Objective: To test the hypothesis that deuterium oxide (D2O) might induce endothelium-dependent and nitric oxide-mediated vasodilation by altering intracellular calcium concentration ([Ca2+]i) in vascular endothelial cells.
Design: The endothelium-dependent and nitric oxide-mediated regulation of vascular tone by D2O was first examined in perfused rat mesenteric arterial beds. Direct effects of D2O on [Ca2+]i in cultured vascular endothelial cells were then examined in order to elucidate a cellular mechanism for D2O-induced vasodilation.
Methods: Vascular reactivity was assayed by measuring the perfusion pressure of isolated rat mesenteric arterial beds. [Ca2+]i in cultured bovine and rat vascular endothelial cells was measured with the fura-2 fluorescence technique.

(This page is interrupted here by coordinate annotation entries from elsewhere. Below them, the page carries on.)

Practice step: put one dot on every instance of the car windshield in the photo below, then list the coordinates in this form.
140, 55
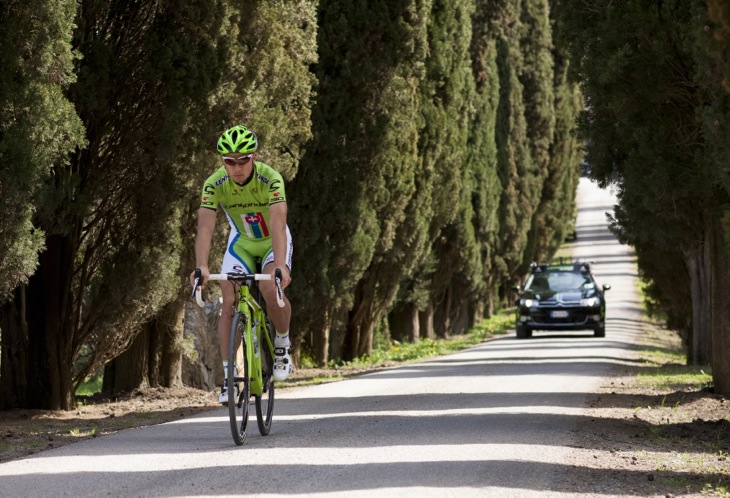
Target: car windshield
560, 282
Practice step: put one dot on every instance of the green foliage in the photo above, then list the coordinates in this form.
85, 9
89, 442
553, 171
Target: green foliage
429, 348
38, 125
645, 94
358, 176
268, 82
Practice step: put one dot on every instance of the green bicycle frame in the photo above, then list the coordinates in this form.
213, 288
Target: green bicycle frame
255, 323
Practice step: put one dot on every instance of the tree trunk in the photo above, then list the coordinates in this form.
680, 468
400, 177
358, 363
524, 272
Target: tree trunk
404, 323
50, 332
321, 343
699, 274
170, 325
721, 307
426, 321
14, 359
131, 369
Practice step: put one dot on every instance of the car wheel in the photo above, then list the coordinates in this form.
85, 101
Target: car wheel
523, 332
600, 331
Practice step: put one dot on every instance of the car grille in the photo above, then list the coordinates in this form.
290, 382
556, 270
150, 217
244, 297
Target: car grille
575, 316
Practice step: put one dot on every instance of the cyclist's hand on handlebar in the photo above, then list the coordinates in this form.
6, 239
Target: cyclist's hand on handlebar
204, 272
285, 277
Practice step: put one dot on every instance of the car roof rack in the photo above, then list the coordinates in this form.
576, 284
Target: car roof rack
561, 264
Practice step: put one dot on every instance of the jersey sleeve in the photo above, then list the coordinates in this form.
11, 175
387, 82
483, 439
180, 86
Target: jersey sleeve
276, 190
208, 198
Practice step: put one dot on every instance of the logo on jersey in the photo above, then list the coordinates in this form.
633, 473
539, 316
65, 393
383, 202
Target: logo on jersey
255, 225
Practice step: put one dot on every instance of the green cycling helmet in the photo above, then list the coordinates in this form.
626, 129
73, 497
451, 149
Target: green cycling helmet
237, 139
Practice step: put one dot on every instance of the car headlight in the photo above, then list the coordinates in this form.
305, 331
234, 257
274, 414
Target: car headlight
590, 302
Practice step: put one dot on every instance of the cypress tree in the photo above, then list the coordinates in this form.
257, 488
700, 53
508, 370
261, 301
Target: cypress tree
537, 79
39, 128
642, 132
358, 174
446, 97
518, 173
112, 250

Results: D2O relaxed precontracted rat mesenteric arterial beds with an intact endothelium. This effect of D2O was either inhibited by N omega-nitro-L- arginine (a nitric oxide synthase inhibitor) or eliminated by the removal of endothelium. In cultured bovine aortic, rat aortic, and rat tail artery endothelial cells, D2O induced a biphasic increase in [Ca2+]i, with a characteristic initial transient increase followed by various patterns of sustained [Ca2+]i increase. The sustained phase was entirely dependent on the extracellular calcium entry.

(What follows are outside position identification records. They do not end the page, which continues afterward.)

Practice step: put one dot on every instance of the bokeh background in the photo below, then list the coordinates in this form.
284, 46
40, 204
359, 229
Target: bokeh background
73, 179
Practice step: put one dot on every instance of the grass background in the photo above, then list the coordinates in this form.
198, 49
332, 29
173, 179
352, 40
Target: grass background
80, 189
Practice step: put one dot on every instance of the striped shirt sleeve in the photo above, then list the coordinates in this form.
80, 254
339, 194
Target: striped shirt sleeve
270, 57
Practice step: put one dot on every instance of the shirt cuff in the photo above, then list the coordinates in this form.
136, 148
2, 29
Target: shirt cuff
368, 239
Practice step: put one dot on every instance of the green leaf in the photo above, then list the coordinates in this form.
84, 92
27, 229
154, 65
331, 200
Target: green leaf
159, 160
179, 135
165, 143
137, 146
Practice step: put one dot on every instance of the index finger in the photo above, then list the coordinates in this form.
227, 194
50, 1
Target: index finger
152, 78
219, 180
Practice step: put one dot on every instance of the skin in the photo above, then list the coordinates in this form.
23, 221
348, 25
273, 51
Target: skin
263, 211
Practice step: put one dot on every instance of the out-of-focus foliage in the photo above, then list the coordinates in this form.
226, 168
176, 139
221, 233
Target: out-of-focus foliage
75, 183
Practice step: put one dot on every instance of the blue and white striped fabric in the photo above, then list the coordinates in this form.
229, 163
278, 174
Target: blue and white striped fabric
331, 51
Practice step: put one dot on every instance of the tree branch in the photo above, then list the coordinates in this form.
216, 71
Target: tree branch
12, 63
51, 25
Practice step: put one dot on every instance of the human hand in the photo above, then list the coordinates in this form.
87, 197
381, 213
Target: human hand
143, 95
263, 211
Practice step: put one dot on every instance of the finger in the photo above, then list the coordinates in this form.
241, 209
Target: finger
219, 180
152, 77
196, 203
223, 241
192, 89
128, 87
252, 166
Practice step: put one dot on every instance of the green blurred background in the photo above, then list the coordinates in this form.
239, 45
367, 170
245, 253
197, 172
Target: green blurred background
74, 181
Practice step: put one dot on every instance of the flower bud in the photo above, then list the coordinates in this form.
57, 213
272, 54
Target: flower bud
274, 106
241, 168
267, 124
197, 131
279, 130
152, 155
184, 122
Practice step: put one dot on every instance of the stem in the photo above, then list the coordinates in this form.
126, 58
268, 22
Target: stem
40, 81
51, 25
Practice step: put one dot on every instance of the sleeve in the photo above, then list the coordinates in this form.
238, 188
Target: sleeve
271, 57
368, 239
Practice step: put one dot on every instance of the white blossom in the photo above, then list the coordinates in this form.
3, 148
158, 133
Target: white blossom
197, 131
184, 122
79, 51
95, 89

Conclusions: A direct effect of D2O on [Ca2+]i in vascular endothelial cells may be responsible for the endothelium-dependent, presumably nitric oxide-mediated, vasodilation induced by D2O in precontracted vessels. From these results new mechanisms can be explored for the antihypertensive effect of D2O and new avenues can be developed to study the functional integrity of the endothelium-dependent regulation of the vascular tone.